D’après la nouvelle étude publiée dans Nature Communications, 5 mètres de hausse seraient un maximum avec un réchauffement contenu sous les 2°C. C’est ce qui pourrait arriver si l’Antarctique était très fragile, avec un pic d’émission tardif (2035) et un rythme de baisse de émissions de CO2 plutôt lent (0,3 GtC par an).
Si en revanche le pic intervient dès 2020 avec un rythme de baisse rapide (0,7 GtC par an) pour atteindre les zero-net GHG dès 2040, le niveau de la mer pourrait être contenu à 0,7 mètres (50% de chances). On peut voir ci-dessous un tableau exprimant les résultats des modèles en fonction des scénarios, des pics d’émission et des taux de réduction. Les résultats sont exprimés en percentiles (5 signifie qu’il y a 95% de chances pour que l’élévation soit plus élevée, 50 est la médiane et 95 signifie qu’il y a 5% pour que la hausse soit plus importante).

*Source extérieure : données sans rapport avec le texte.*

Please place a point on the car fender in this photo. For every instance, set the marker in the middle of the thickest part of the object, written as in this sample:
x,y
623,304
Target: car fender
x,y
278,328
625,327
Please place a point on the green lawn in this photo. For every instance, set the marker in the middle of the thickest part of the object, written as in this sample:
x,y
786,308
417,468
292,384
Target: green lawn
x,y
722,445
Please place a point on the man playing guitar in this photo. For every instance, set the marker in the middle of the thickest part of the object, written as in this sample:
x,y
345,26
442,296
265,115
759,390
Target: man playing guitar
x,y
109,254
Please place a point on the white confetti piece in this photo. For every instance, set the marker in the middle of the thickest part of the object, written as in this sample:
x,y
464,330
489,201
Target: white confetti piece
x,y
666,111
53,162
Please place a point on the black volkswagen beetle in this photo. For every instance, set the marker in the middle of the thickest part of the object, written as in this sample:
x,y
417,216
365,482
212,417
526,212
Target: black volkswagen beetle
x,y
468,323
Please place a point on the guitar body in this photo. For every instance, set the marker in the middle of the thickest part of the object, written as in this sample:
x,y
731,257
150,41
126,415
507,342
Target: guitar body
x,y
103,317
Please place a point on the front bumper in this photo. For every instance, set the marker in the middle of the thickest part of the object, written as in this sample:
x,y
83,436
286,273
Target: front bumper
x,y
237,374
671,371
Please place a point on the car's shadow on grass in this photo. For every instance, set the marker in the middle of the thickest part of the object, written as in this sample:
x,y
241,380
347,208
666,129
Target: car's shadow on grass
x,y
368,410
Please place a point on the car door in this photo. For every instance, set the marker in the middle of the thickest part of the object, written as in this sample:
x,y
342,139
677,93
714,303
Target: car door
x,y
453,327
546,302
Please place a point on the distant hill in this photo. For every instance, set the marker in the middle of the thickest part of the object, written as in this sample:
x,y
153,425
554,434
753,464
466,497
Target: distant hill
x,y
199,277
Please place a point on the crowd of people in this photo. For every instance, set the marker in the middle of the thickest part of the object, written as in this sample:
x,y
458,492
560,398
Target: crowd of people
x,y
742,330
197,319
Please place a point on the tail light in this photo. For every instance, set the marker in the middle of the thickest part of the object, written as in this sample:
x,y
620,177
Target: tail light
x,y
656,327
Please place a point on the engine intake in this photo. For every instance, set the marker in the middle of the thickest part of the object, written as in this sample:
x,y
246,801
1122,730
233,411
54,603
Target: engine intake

| Percentile | 5.0 | 16.66 | 50.0 | 83.33 | 95.0 |
|---|---|---|---|---|---|
| Net-zero CO2 | |||||
| Peak year 2020 rate 0.3 | 56.67 | 84.41 | 137.27 | 219.66 | 355.43 |
| Peak year 2020 rate 0.5 | 45.66 | 74.36 | 122.5 | 189.87 | 275.81 |
| Peak year 2020 rate 0.7 | 40.37 | 70.24 | 115.88 | 178.43 | 247.87 |
| Peak year 2025 rate 0.3 | 67.47 | 96.95 | 156.98 | 268.83 | 458.3 |
| Peak year 2025 rate 0.5 | 56.69 | 84.41 | 137.29 | 219.65 | 354.76 |
| Peak year 2025 rate 0.7 | 51.59 | 79.36 | 129.64 | 203.87 | 313.75 |
| Peak year 2030 rate 0.5 | 66.54 | 95.83 | 154.97 | 262.48 | 450.6 |
| Peak year 2030 rate 0.7 | 61.33 | 89.63 | 145.24 | 236.99 | 407.48 |
| Peak year 2035 rate 0.7 | 70.97 | 100.7 | 163.7 | 289.48 | 481.1 |
| Net-zero GHG | |||||
| Peak year 2020 rate 0.3 | 23.65 | 58.85 | 101.21 | 159.63 | 224.06 |
| Peak year 2020 rate 0.5 | 0.1 | 45.02 | 81.11 | 132.74 | 175.4 |
| Peak year 2020 rate 0.7 | −9.61 | 38.47 | 72.75 | 122.58 | 159.76 |
| Peak year 2025 rate 0.3 | 41.76 | 72.05 | 121.28 | 195.42 | 290.79 |
| Peak year 2025 rate 0.5 | 20.46 | 56.46 | 97.95 | 154.76 | 215.79 |
| Peak year 2025 rate 0.7 | 8.57 | 49.88 | 87.93 | 141.32 | 190.25 |
| Peak year 2030 rate 0.5 | 37.16 | 68.74 | 116.01 | 185.94 | 273.78 |
| Peak year 2030 rate 0.7 | 26.57 | 61.05 | 104.71 | 165.36 | 233.41 |
| Peak year 2035 rate 0.7 | 42.68 | 72.78 | 122.86 | 198.09 | 295.71 |
Les hypothèses les plus extrêmes montrent l’importance du niveau d’émissions de gaz à effet de serre dans les années qui viennent. Sur la base du 95e percentile, on peut voir avec le scénario net-zero CO2 que chaque retard de 5 ans entraîne une augmentation supplémentaire de 1 m de niveau de la mer d’ici 2300.